Air pollution reduces average Indian’s life by 5.3 years: Study

The study explains how fine particulate air pollution remains the greatest external threat to public health in India

By Karthika Jayakumar

Air pollution in India is taking 5.3 years off the life of an average Indian, a recent study conducted by the Energy Policy Institute at the University of Chicago (EPIC) has revealed. The study measured the effects of air pollution on life expectancy.

MS Education Academy

Released on Tuesday, August 29, 2023, the study explains how particulate pollution is the greatest threat to human health in India. It focuses on data that shows that fine particulate air pollution remains the greatest external threat to public health. It says although countries such as the USA, Europe, Japan, and most recently China, have significantly been able to reduce air pollution owing to a strong and consistent change at the policy level, countries in Asia and South Africa, however, bear the greatest burden while severely lacking infrastructure, namely, the Democratic Republic of the Congo, Rwanda, Burundi, and the Republic of the Congo which are amongst the ten most polluted countries in the world and Bangladesh, India, Nepal, and Pakistan in South Asia.

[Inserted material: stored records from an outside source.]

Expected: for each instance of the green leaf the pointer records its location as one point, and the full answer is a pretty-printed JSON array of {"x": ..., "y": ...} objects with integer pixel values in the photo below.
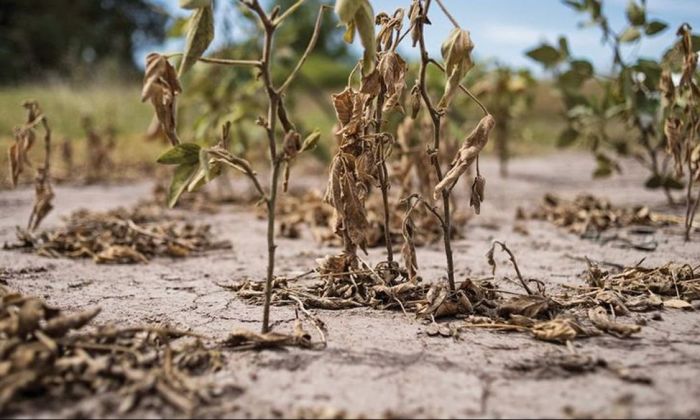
[
  {"x": 545, "y": 54},
  {"x": 199, "y": 36},
  {"x": 631, "y": 34},
  {"x": 311, "y": 141},
  {"x": 571, "y": 80},
  {"x": 582, "y": 67},
  {"x": 194, "y": 4},
  {"x": 654, "y": 27},
  {"x": 636, "y": 14},
  {"x": 184, "y": 153},
  {"x": 181, "y": 179},
  {"x": 563, "y": 47}
]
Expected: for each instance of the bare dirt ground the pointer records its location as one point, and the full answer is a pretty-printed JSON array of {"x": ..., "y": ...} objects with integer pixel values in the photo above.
[{"x": 381, "y": 363}]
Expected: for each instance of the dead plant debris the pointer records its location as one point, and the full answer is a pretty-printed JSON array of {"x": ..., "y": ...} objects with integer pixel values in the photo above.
[
  {"x": 121, "y": 236},
  {"x": 47, "y": 353},
  {"x": 589, "y": 216}
]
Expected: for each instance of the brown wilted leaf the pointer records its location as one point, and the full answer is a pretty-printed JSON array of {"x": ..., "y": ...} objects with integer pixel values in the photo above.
[
  {"x": 559, "y": 330},
  {"x": 161, "y": 86},
  {"x": 121, "y": 236},
  {"x": 530, "y": 306},
  {"x": 468, "y": 152},
  {"x": 602, "y": 321}
]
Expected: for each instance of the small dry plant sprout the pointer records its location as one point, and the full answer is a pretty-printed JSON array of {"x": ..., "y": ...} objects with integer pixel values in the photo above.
[
  {"x": 25, "y": 137},
  {"x": 681, "y": 102},
  {"x": 364, "y": 145},
  {"x": 196, "y": 165}
]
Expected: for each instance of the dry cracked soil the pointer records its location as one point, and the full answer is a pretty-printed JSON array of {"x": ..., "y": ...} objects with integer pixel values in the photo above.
[{"x": 382, "y": 363}]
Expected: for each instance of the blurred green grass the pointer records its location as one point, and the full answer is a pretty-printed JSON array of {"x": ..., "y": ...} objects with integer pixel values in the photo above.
[{"x": 118, "y": 105}]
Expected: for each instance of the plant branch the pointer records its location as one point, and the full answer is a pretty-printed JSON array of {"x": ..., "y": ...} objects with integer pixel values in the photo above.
[
  {"x": 309, "y": 47},
  {"x": 435, "y": 117},
  {"x": 515, "y": 265},
  {"x": 447, "y": 13},
  {"x": 463, "y": 89}
]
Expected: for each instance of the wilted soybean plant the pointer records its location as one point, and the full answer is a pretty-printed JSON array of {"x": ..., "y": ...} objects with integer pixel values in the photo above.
[
  {"x": 197, "y": 165},
  {"x": 25, "y": 136},
  {"x": 681, "y": 102},
  {"x": 360, "y": 161}
]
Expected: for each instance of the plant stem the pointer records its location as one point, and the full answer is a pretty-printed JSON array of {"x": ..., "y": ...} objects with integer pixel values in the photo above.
[
  {"x": 463, "y": 88},
  {"x": 447, "y": 13},
  {"x": 435, "y": 117},
  {"x": 270, "y": 126}
]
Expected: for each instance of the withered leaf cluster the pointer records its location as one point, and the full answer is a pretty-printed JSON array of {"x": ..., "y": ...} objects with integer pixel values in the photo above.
[
  {"x": 681, "y": 103},
  {"x": 47, "y": 353},
  {"x": 101, "y": 145},
  {"x": 588, "y": 215},
  {"x": 121, "y": 236},
  {"x": 161, "y": 86},
  {"x": 309, "y": 211}
]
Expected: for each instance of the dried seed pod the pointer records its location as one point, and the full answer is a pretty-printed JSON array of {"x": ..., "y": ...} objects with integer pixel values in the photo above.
[
  {"x": 415, "y": 101},
  {"x": 674, "y": 142},
  {"x": 291, "y": 144},
  {"x": 477, "y": 193},
  {"x": 392, "y": 69},
  {"x": 466, "y": 155},
  {"x": 161, "y": 86},
  {"x": 602, "y": 321},
  {"x": 358, "y": 14},
  {"x": 456, "y": 51},
  {"x": 667, "y": 87}
]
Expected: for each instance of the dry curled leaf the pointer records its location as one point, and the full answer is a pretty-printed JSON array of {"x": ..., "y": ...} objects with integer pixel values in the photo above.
[
  {"x": 600, "y": 319},
  {"x": 558, "y": 330},
  {"x": 392, "y": 69},
  {"x": 161, "y": 86},
  {"x": 456, "y": 50}
]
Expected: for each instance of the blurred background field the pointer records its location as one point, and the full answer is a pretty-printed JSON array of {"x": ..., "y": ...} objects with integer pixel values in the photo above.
[{"x": 84, "y": 58}]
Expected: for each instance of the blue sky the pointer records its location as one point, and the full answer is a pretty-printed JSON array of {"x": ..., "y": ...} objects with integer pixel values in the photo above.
[{"x": 503, "y": 30}]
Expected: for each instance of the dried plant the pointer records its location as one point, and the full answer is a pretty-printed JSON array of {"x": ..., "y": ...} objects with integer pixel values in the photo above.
[
  {"x": 46, "y": 351},
  {"x": 682, "y": 124},
  {"x": 100, "y": 147},
  {"x": 122, "y": 236},
  {"x": 589, "y": 216},
  {"x": 197, "y": 165},
  {"x": 509, "y": 92},
  {"x": 18, "y": 156}
]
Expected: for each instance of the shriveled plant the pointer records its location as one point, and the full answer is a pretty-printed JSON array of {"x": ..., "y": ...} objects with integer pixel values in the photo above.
[
  {"x": 510, "y": 93},
  {"x": 25, "y": 137},
  {"x": 681, "y": 101},
  {"x": 197, "y": 165},
  {"x": 361, "y": 159}
]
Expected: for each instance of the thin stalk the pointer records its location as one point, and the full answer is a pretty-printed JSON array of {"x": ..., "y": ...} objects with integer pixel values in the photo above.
[
  {"x": 270, "y": 126},
  {"x": 447, "y": 13},
  {"x": 435, "y": 117},
  {"x": 384, "y": 178}
]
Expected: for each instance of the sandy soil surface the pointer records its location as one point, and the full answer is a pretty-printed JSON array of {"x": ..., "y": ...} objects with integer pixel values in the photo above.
[{"x": 383, "y": 363}]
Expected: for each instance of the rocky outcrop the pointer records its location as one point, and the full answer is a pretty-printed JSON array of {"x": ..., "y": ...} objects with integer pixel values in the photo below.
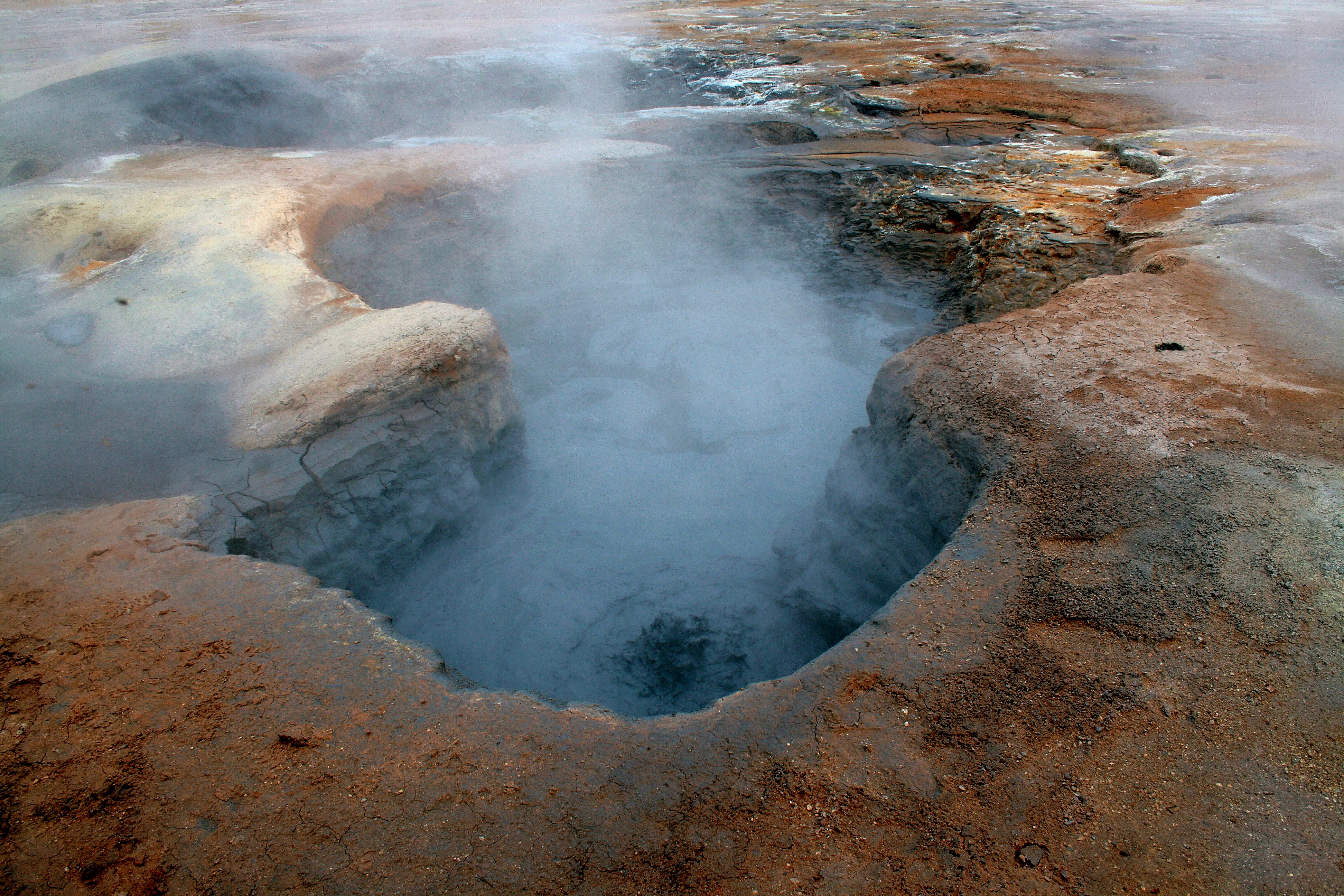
[{"x": 343, "y": 433}]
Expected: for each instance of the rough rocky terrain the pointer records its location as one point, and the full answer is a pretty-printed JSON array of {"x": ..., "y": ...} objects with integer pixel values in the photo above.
[{"x": 1120, "y": 675}]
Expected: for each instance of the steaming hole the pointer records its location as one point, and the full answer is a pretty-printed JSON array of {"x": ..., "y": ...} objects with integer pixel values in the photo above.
[{"x": 690, "y": 361}]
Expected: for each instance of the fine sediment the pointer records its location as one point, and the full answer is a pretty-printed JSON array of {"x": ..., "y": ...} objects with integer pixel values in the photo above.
[{"x": 1121, "y": 672}]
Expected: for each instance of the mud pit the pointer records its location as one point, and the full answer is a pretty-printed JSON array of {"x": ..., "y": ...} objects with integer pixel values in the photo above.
[
  {"x": 687, "y": 373},
  {"x": 1120, "y": 673}
]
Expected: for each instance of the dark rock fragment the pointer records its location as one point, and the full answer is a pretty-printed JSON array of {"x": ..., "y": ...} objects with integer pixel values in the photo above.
[{"x": 1032, "y": 855}]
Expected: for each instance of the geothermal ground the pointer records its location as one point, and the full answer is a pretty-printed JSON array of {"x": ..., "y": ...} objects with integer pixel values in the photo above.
[{"x": 333, "y": 340}]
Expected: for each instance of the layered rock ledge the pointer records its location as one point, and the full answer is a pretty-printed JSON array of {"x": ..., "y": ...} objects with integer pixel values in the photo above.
[{"x": 1120, "y": 673}]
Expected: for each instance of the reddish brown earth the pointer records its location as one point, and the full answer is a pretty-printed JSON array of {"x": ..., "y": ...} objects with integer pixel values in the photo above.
[
  {"x": 1123, "y": 673},
  {"x": 1127, "y": 656}
]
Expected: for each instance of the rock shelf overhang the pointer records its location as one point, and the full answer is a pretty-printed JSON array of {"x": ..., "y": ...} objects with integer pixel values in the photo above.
[{"x": 1121, "y": 672}]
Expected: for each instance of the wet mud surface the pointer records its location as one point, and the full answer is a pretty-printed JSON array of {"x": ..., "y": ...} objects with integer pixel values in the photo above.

The latest Air Quality Life Index (AQLI) published by EPIC also states that in Delhi, the country’s capital, which is the ‘most polluted city’ in the world, life expectancy has shortened by 11.9 years, owing to air pollution.

The report also states that in the Northern plains of the country, 521.2 million residents or 38.9% of India’s total population will potentially lose 8 years of their life on average (as per WHO indicators) and 4.5 years (as per the national standard) if the current pollution levels persist.

“Even in the least polluted district in the region — Pathankot, Punjab — particulate pollution is more than seven times the WHO limit,” says the report.

“Though particulate pollution in the northern plains is exacerbated by geologic and meteorological factors, the AQLI’s dust and sea salt-removed PM 2.5 data implies that human activity plays a key role in generating severe particulate pollution. That is likely because the region’s population density is nearly three times the rest of the country, meaning more pollution from vehicular, residential and agricultural sources”, the report states.
India’s entire population of 1.3 billion people live in areas where the annual average particulate pollution level exceeds the WHO limit. 67.4% of the population lives in areas that exceed the country’s own national air quality standard of 40 µg/m3.

In 2019, India declared a “war against pollution” and launched its National Clean Air Programme (NCAP), signalling a desire to reduce particulate pollution. NCAP originally aimed to reduce particulate pollution by 20-30% nationally, relative to the 2017 levels, by 2024. It focused on 102 cities that were not meeting India’s national annual average PM 2.5 standard. These cities were termed as “non-attainment cities.”

In 2022, the Centre announced its renewed particulate pollution reduction target for NCAP, setting no national goal. The new goal aims for a 40% reduction in particulate pollution in non-attainment cities by 2025-26. If the ambition of the revised target is met, these cities’ overall annual average PM 2.5 exposure would be 21.9 µg/m3, lower than 2017 levels. This would add 2.1 years to the life of the average Indian living in these cities and 7.9 months to the life of the average Indian across the country.

According to a study by the Lancet on Pollution and Health, that came out in 2022, 2.3 million Indians died due to pollution in 2019, out of which 1.6 million deaths were on account of air pollution. It states how India remains one of the worst affected. In the same year, India’s average particulate matter concentration was 70.3 µg/m³, the highest in the world.

A 2022 report released by the Swiss technology company IQAir stated that on average, India had the 8th most polluted air and that its cities constituted a dozen of the 15 most polluted cities in the world. “According to the World Bank’s report on Air Pollution in South Asia 2022, air pollution causes an estimated two million premature deaths across the region each year and incurs significant economic costs,” IQAir said.

Other sources such as the combustion of solid fuels for cooking and heating, emissions from small industries such as brick kilns, burning of municipal and agricultural waste, and cremation, also significantly contribute to air pollution in India, the report says.

Other countries across South Asia are beginning to take policy actions. Nepal has instituted an Air Quality Management Action Plan for Kathmandu Valley and adopted various other policies to control emissions from vehicles and industries and manage air quality. In Pakistan, the government is installing more pollution monitors and shutting down factories in highly polluted districts during the winter months when energy demand soars. Similarly, Bangladesh has doubled its monitoring capacity and real-time air pollution measurements now cover eight of its cities.

The real test for these policy changes in South Asia will be if they are able to make the air cleaner and lengthen average life expectancies in the region.